Advances in Cantonese Speech Recognition: A Language-Specific Pretraining Model and RNN-T Loss
Junyun Guan,Minqiang Xu,Xuan,Lei Fang,Yihao Chen,Liang He
DOI: https://doi.org/10.1109/iaecst60924.2023.10503177
2023-01-01
Abstract:Cantonese is one of the commonly used Chinese dialects, yet there is a current lack of effective research on Cantonese speech recognition. Moreover, the limited Cantonese data results in its speech recognition performance being relatively inferior compared to other languages. Addressing the above situation and the issues, this paper proposes a Cantonese speech recognition framework based on unsupervised language-specific pre-training representation to advance the current Cantonese speech recognition method and improve the performance.

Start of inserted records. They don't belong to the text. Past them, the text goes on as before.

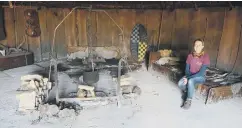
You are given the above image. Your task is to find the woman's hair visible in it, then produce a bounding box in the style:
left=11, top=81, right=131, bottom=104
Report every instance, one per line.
left=193, top=38, right=204, bottom=46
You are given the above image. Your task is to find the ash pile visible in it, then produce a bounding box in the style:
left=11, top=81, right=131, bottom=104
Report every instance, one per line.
left=17, top=59, right=141, bottom=119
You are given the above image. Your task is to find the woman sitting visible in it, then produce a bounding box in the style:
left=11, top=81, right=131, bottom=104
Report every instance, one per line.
left=178, top=39, right=210, bottom=109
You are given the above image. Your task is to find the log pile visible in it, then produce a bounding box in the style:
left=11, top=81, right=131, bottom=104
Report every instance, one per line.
left=17, top=75, right=52, bottom=111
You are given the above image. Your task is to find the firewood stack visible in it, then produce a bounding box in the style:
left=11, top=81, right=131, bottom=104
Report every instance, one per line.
left=17, top=75, right=52, bottom=111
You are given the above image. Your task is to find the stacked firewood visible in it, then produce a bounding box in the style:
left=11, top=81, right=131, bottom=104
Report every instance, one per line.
left=17, top=75, right=52, bottom=110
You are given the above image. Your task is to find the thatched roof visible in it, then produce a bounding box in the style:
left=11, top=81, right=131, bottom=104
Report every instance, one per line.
left=0, top=1, right=242, bottom=10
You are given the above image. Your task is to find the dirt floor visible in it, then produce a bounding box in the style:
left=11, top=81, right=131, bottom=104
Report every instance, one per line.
left=0, top=65, right=242, bottom=128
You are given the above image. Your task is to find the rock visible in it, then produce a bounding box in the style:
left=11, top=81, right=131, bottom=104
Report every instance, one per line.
left=17, top=91, right=37, bottom=111
left=20, top=75, right=43, bottom=81
left=58, top=108, right=76, bottom=118
left=40, top=104, right=60, bottom=117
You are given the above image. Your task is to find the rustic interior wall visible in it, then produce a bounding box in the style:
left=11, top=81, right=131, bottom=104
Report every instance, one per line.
left=0, top=7, right=242, bottom=73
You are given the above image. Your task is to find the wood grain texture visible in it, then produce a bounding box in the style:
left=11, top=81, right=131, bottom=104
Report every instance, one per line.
left=39, top=9, right=51, bottom=60
left=172, top=9, right=191, bottom=49
left=202, top=8, right=225, bottom=67
left=145, top=10, right=162, bottom=46
left=76, top=10, right=87, bottom=46
left=0, top=8, right=16, bottom=47
left=159, top=10, right=175, bottom=49
left=217, top=9, right=241, bottom=71
left=63, top=9, right=78, bottom=46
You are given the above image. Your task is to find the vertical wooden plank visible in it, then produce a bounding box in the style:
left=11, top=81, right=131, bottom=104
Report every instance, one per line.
left=86, top=12, right=98, bottom=47
left=233, top=8, right=242, bottom=75
left=105, top=10, right=119, bottom=47
left=27, top=36, right=42, bottom=62
left=63, top=9, right=78, bottom=47
left=76, top=10, right=88, bottom=46
left=217, top=8, right=241, bottom=71
left=15, top=7, right=29, bottom=50
left=24, top=10, right=42, bottom=62
left=47, top=8, right=67, bottom=58
left=39, top=9, right=51, bottom=60
left=96, top=12, right=112, bottom=47
left=188, top=9, right=207, bottom=52
left=172, top=9, right=191, bottom=50
left=55, top=8, right=66, bottom=58
left=119, top=9, right=136, bottom=56
left=0, top=8, right=16, bottom=47
left=46, top=9, right=56, bottom=57
left=202, top=8, right=225, bottom=66
left=159, top=10, right=175, bottom=49
left=135, top=10, right=147, bottom=27
left=145, top=10, right=162, bottom=47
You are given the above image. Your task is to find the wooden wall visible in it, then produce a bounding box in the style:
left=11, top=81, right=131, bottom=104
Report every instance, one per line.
left=1, top=7, right=242, bottom=73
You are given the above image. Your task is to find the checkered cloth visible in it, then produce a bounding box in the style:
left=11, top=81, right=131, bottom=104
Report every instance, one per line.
left=130, top=25, right=140, bottom=44
left=138, top=42, right=148, bottom=62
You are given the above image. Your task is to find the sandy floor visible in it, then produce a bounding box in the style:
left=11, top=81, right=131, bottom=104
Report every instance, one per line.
left=0, top=65, right=242, bottom=128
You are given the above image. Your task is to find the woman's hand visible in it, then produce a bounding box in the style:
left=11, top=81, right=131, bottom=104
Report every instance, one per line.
left=183, top=77, right=187, bottom=85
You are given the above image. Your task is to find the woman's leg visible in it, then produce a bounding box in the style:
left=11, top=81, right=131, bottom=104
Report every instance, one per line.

Initially, an unlabeled Cantonese dataset has been collected and a Cantonese-specific pre-training model with wav2vec2.0 framework has been conducted. Our pre-training model, using only 2,000 hours of Cantonese data, outperformed the XLSR-53’s 56,000 hours with a 6% relative improvement in recognition. Supervised training schemes were subsequently developed, incorporating RNN-T and CTC loss functions for joint training. Ultimately, based on these approaches, a Cantonese speech recognition system suitable for low-resource environments was realized. Finally, on the open-source Cantonese test set, the proposed approach achieved a CER of 15.57%, a significant reduction of 14.61% compared to the 30.18% CER of the conformer end-to-end approach, demonstrating a clear performance advantage and validating the effectiveness of our proposed method.